The law covered by the opinions expressed herein is limited to the federal statutes, judicial decisions and rules and regulations of the governmental agencies of the United States of America and the statutes, judicial and administrative decisions and rules and regulations of the governmental agencies of the State of Maryland. We are not rendering any opinion as to compliance with any federal or state law, rule, or regulation relating to securities, or to the sale or issuance thereof, or the application of securities or “blue sky” laws of any jurisdiction (except federal securities laws).
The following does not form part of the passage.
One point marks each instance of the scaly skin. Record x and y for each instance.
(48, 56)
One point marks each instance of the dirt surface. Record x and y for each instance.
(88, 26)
This opinion letter is being furnished in connection with the requirements of Item 601(b)(5) of the Commission’s Regulation S-K, and we express no opinion as to any matter pertaining to the contents of the Registration Statement, the Prospectus or any prospectus supplement, other than as expressly stated herein with respect to the issuance of the Shares.

 

 

Philadelphia, PA l Malvern, PA l Harrisburg, PA l Wilmington, DE l Cherry Hill, NJ l Washington, DC

A Pennsylvania Limited Liability Partnership 

 
 

Atlantic Coast Financial Corporation

November 8, 2013

Page 2

 

Our opinions are limited and qualified in all respects by the effects of (i) general principles of equity and limitations on availability of equitable relief, including specific performance, whether applied by a court of law or equity, and (ii) bankruptcy, insolvency, reorganization, moratorium, arrangement, fraudulent conveyance or fraudulent transfer, receivership, and other laws now or hereafter in force affecting the rights and remedies of creditors generally (not just creditors of specific types of debtors) and other laws now or hereafter in force affecting generally only creditors of specific types of debtors.

 

This opinion letter is given only with respect to laws and regulations presently in effect. We assume no obligation to advise you of any changes in law or regulation which may hereafter occur, whether the same are retroactively or prospectively applied, or to update or supplement this letter in any fashion to reflect any facts or circumstances which hereafter come to our attention.

 

Based upon, and subject to, the foregoing, and subject to the qualifications, assumptions and limitations herein stated, we are of the opinion that when the Shares have been issued and delivered upon payment in full of the consideration therefor, as described in the Registration Statement, the Prospectus and the Underwriting Agreement, the Shares will be validly issued, fully paid and nonassessable.

 

This opinion is to be used only in connection with the Registration Statement and may not be used, quoted or relied upon for any other purpose without our prior written consent.

 

We hereby consent to your filing of this opinion as an exhibit to the Registration Statement and we further consent to the reference to our firm under the caption “Legal Matters” in the Prospectus and to any reference to our firm in the Registration Statement as legal counsel who have passed upon the validity of the Shares of the Company proposed to be issued. In giving such consent, we do not hereby admit that we are “experts” within the meaning of the Securities Act of 1933, as amended, or the Rules and Regulations of the Commission issued thereunder, with respect to any part of the Registration Statement, including this exhibit.